Quant à Sébastien Proulx, rappelons que pour l’ADQ, il a été candidat (à plusieurs reprises), directeur général du parti, député et leader parlementaire. Depuis 2014, il avait franchi le Rubicon pour travailler comme stratège dans les officines du gouvernement Couillard ; tout comme d’autres anciens adéquistes : Charles Robert (porte-parole de l’aile parlementaire et ancien adéquiste militant). La députation libérale actuelle compte d’ailleurs deux anciens députés adéquistes de la cohorte de 2007: Pierre-Michel Auger et Richard Merlini. En 2014, l’ancien député adéquiste de Jean Lesage Jean-François Gosselin avait tenté de retrouver son siège, mais sous la bannière libérale. En point de presse mardi, Philippe Couillard a soutenu que « plus rien » de l’ADQ ne subsistait dans la CAQ actuelle. L’ADQ, c’était « les questions de l’équité entre les générations, le contrôle de la dette et l’équilibre des finances publiques. Et [cela] nous rejoint totalement ». Une mutation a clairement eu lieu. Comment la CAQ fera-t-elle face à cette chimère ?

8 commentaires
  • Jacquelin Beaulieu - Abonné 29 avril 2015 06 h 32

    Du pareil au même .....

    La droite est réunie sous la même bannière .... Très révélateur que Legault dans un but de survivance préconnise une réforme de scutin a la proportionnelle ce que toute sa vie de politicien , il n'a jamais pensé ..... Mais la peur serait-elle mauvaise conseillère ?

    • Pierre Lefebvre - Inscrit 29 avril 2015 10 h 14

      «Legault préconnise une réforme de scutin a la proportionnelle » Il le préconnisera jusqu'à ce qu'il soit au pouvoir. Le lendemain, il n'en parlera plus; comme tous les autres.

      PL

    • Raymond Labelle - Abonné 29 avril 2015 11 h 25

      Pour tout parti au pouvoir, le meilleur mode de scrutin est celui qui lui a permis d'y accéder. Lequel mode de scrutin avait peut-être été défavorable à ce parti dans un passé où il n'avait pas assez d'appuis pour accéder au pouvoir.

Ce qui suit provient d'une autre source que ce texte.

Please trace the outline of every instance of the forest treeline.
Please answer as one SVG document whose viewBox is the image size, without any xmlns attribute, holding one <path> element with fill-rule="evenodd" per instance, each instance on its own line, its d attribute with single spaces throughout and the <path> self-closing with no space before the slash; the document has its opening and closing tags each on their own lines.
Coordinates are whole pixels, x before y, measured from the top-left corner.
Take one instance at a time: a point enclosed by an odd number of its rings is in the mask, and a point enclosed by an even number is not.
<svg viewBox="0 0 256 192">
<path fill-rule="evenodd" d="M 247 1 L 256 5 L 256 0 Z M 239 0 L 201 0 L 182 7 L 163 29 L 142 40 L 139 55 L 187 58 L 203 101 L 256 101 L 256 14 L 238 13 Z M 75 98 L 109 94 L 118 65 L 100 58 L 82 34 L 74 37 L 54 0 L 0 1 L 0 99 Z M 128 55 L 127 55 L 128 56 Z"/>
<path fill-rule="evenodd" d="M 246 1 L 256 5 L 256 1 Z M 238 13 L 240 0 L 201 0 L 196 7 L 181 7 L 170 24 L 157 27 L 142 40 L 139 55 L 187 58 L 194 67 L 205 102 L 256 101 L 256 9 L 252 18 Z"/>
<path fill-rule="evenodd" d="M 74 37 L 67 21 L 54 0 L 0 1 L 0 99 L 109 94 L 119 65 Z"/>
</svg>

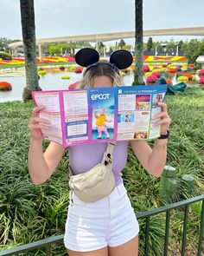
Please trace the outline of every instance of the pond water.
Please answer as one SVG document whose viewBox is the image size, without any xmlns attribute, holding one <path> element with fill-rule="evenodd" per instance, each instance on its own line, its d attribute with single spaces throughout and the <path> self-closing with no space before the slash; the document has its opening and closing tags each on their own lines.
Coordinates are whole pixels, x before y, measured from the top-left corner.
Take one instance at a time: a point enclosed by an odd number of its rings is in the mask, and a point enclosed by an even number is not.
<svg viewBox="0 0 204 256">
<path fill-rule="evenodd" d="M 61 75 L 69 75 L 70 79 L 61 79 Z M 69 84 L 80 81 L 82 74 L 74 72 L 61 71 L 57 73 L 47 73 L 41 75 L 39 85 L 43 90 L 67 89 Z M 170 77 L 173 83 L 176 83 L 175 75 Z M 133 81 L 133 72 L 124 76 L 124 84 L 131 86 Z M 0 77 L 0 81 L 6 81 L 11 83 L 13 89 L 10 91 L 0 91 L 0 102 L 22 101 L 23 88 L 25 87 L 25 77 Z"/>
</svg>

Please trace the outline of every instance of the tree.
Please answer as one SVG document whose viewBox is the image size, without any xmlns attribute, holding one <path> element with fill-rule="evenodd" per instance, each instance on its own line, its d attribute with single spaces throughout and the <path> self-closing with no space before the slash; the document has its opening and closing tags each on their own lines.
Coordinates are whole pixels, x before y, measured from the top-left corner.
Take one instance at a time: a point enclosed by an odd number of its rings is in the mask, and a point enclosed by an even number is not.
<svg viewBox="0 0 204 256">
<path fill-rule="evenodd" d="M 144 84 L 143 77 L 143 0 L 135 0 L 135 73 L 133 85 Z"/>
<path fill-rule="evenodd" d="M 32 99 L 33 90 L 41 90 L 36 65 L 34 0 L 20 0 L 20 8 L 26 69 L 26 87 L 22 99 L 27 102 Z"/>
<path fill-rule="evenodd" d="M 182 49 L 182 45 L 183 45 L 183 42 L 182 42 L 182 40 L 179 41 L 179 43 L 178 43 L 178 49 L 179 49 L 179 50 Z"/>
<path fill-rule="evenodd" d="M 124 45 L 125 45 L 125 42 L 124 41 L 124 39 L 121 39 L 118 43 L 119 48 L 123 49 Z"/>
<path fill-rule="evenodd" d="M 149 37 L 148 42 L 147 42 L 147 50 L 150 51 L 152 49 L 152 47 L 153 47 L 152 37 Z"/>
</svg>

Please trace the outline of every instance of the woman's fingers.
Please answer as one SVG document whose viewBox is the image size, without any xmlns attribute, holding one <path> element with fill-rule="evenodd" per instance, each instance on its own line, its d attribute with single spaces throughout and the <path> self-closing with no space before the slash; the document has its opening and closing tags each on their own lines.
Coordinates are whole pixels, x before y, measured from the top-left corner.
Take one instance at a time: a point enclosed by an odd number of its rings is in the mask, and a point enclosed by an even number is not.
<svg viewBox="0 0 204 256">
<path fill-rule="evenodd" d="M 157 119 L 157 118 L 164 118 L 165 116 L 169 116 L 167 112 L 161 112 L 156 115 L 154 115 L 151 119 L 152 120 L 155 120 L 155 119 Z"/>
<path fill-rule="evenodd" d="M 29 126 L 29 130 L 35 129 L 50 129 L 50 126 L 43 125 L 43 124 L 30 124 Z"/>
<path fill-rule="evenodd" d="M 167 112 L 167 105 L 163 102 L 157 102 L 157 105 L 162 108 L 162 110 Z"/>
<path fill-rule="evenodd" d="M 46 123 L 48 125 L 51 124 L 50 121 L 45 118 L 41 118 L 41 117 L 33 117 L 30 119 L 29 123 L 36 123 L 36 122 L 41 122 L 41 123 Z"/>
<path fill-rule="evenodd" d="M 44 106 L 41 106 L 41 107 L 36 107 L 33 109 L 32 114 L 31 114 L 31 117 L 35 117 L 37 115 L 37 112 L 41 111 L 45 108 Z"/>
<path fill-rule="evenodd" d="M 171 122 L 170 118 L 164 118 L 164 119 L 160 120 L 159 121 L 155 122 L 153 124 L 153 127 L 156 127 L 157 125 L 163 125 L 163 124 L 169 125 L 170 122 Z"/>
</svg>

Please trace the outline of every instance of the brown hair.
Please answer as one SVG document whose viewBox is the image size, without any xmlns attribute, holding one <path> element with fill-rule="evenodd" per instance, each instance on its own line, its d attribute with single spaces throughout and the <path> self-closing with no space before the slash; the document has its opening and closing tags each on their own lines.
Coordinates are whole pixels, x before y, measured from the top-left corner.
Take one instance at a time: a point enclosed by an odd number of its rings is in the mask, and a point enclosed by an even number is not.
<svg viewBox="0 0 204 256">
<path fill-rule="evenodd" d="M 85 70 L 83 78 L 77 85 L 77 89 L 92 88 L 93 78 L 102 75 L 109 76 L 112 81 L 113 87 L 124 86 L 123 76 L 107 63 L 105 63 L 105 62 L 104 62 L 104 63 L 100 62 L 99 65 L 93 65 L 88 70 Z"/>
</svg>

      Mais comme c'est le parti au pouvoir qui doit initier la réforme...

      Retournons à la case 1. "Pour tout parti au pouvoir (...)

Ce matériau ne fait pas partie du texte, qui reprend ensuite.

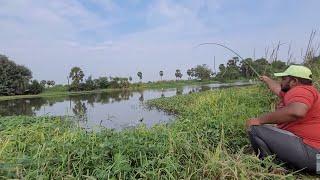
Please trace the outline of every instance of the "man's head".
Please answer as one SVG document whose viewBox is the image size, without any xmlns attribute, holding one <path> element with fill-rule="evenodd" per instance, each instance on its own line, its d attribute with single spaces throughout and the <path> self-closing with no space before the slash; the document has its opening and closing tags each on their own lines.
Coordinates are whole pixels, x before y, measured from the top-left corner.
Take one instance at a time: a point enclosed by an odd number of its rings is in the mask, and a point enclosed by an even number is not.
<svg viewBox="0 0 320 180">
<path fill-rule="evenodd" d="M 291 65 L 284 72 L 274 75 L 282 78 L 281 90 L 284 92 L 297 85 L 312 85 L 312 72 L 304 66 Z"/>
</svg>

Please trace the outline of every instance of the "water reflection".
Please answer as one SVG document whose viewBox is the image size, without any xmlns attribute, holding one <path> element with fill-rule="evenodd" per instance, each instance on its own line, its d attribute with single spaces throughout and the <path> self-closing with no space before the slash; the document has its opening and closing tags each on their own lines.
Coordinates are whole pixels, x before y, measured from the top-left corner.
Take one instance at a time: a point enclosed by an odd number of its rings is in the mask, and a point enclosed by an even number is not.
<svg viewBox="0 0 320 180">
<path fill-rule="evenodd" d="M 211 84 L 161 90 L 113 91 L 54 98 L 9 100 L 0 102 L 0 115 L 72 116 L 85 128 L 105 126 L 123 129 L 141 123 L 149 127 L 156 123 L 168 122 L 171 116 L 158 110 L 146 109 L 143 104 L 146 100 L 226 86 L 228 85 Z"/>
</svg>

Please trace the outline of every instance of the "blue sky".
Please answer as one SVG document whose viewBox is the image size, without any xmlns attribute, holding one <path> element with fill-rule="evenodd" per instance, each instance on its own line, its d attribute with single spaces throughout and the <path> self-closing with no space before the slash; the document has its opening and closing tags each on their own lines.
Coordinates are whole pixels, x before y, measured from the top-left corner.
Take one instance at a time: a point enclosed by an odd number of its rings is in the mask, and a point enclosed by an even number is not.
<svg viewBox="0 0 320 180">
<path fill-rule="evenodd" d="M 174 79 L 197 64 L 213 68 L 233 55 L 265 55 L 278 41 L 301 61 L 311 30 L 320 30 L 318 0 L 0 0 L 0 54 L 36 79 L 66 83 L 73 66 L 86 75 Z M 319 35 L 316 37 L 319 39 Z M 184 73 L 186 78 L 186 73 Z"/>
</svg>

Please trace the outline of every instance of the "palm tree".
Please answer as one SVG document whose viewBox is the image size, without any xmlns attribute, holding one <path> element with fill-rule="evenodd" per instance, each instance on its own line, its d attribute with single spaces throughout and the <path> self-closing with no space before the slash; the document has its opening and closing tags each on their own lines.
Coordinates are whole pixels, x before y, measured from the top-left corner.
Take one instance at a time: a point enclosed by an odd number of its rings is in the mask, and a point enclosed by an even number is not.
<svg viewBox="0 0 320 180">
<path fill-rule="evenodd" d="M 160 75 L 161 81 L 162 81 L 163 71 L 160 71 L 160 72 L 159 72 L 159 75 Z"/>
<path fill-rule="evenodd" d="M 180 79 L 182 78 L 182 73 L 181 73 L 180 69 L 177 69 L 176 73 L 174 75 L 176 76 L 177 79 L 178 78 L 180 78 Z"/>
<path fill-rule="evenodd" d="M 79 67 L 73 67 L 70 71 L 69 77 L 72 79 L 72 86 L 77 90 L 79 88 L 80 82 L 83 81 L 84 73 Z"/>
</svg>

      Et ainsi de suite ad infinitum.

  • Gilbert Turp - Abonné 29 avril 2015 08 h 25

    On peut donc parler dosrmais et à juste titre du parti nÉo-libéral du Québec.

  • Gilles Théberge - Abonné 29 avril 2015 11 h 52

    L'avenir...

    j'ai personnellemenT le sentiment que l'avenir de la CAQ est plus sombre que lumineux.

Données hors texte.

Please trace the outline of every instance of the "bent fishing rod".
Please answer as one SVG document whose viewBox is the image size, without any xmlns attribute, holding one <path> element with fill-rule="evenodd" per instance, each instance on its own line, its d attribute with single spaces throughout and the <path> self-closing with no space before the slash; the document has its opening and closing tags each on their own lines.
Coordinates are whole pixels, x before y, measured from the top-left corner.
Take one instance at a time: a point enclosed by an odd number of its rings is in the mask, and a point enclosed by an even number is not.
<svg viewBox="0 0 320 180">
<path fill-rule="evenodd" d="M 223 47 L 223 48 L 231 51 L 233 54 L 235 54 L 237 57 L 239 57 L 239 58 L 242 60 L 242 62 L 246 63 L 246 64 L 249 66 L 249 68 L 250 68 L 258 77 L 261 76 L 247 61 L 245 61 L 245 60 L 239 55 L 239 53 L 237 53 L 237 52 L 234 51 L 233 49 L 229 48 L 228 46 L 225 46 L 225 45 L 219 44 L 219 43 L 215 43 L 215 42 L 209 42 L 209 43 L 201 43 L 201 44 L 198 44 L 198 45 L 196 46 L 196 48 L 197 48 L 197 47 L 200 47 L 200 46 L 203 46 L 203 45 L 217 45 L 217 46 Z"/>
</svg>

    Depuis des mois on discute de l'avenir du PQ et plusieurs ont déjà annoncé son décès imminent. Pourtant, je suis d'avis, je le dis objectivement, que c'est plutôt l'enterrement prochain de la CAQ qui se prépare.

    Départs, mutations, transfert, tous signes annonciateurs d'un déclin certain. De là comprendre que clairement François Legault s'est mis lui aussi à songer à la retraite. Il sait qu'il ne deviendra jamais premier ministre du Québec.

  • Robert Beauchamp - Abonné 29 avril 2015 12 h 26

    La torpille

    François Legault le spécialiste de la torpille. Il s'applique à torpiller ses anciens collègues, de la même façon qu'il a torpillé Bernard Landry qui par dégoût s'était senti forcé de démissionner. Il a fait preuve de mollesse chronique en Commission parlementaire à l'analyse des résultats catastrophiques de la Caisse de Dépôts. Il est à la remorque du parti libéral et n'a de cesse de prôner les vertus associées aux partis d'extrême droite au détriment du bien commun, en autant qu'il sente le sens du vent. Avec lui on ne saura même jamais si sa girouette indiquera le sens réel du vent.
    Robert Beauchamp

  • Colette Pagé - Inscrite 29 avril 2015 16 h 24

    La CAQ sous respirateur artificiel !

    Ni pour ni contre, bien au contraire. C'est l'expression qui à mon avis peut le mieux décrire la position de François Legault en regard du fédéralisme et de l'indépendance. Par contre, en refusant de prendre position il s'est aliéné un grand nombre d'électeurs.

    Partant delà, il est raisonnable de penser que comme l'avenir semble peu prometteur un grand nombre de députés de la CAQ pourrait joindre les rangs du PLQ. Quant au chef de la CAQ, vu que le message ne passe pas, son retour en politique pourrait être de courte durée.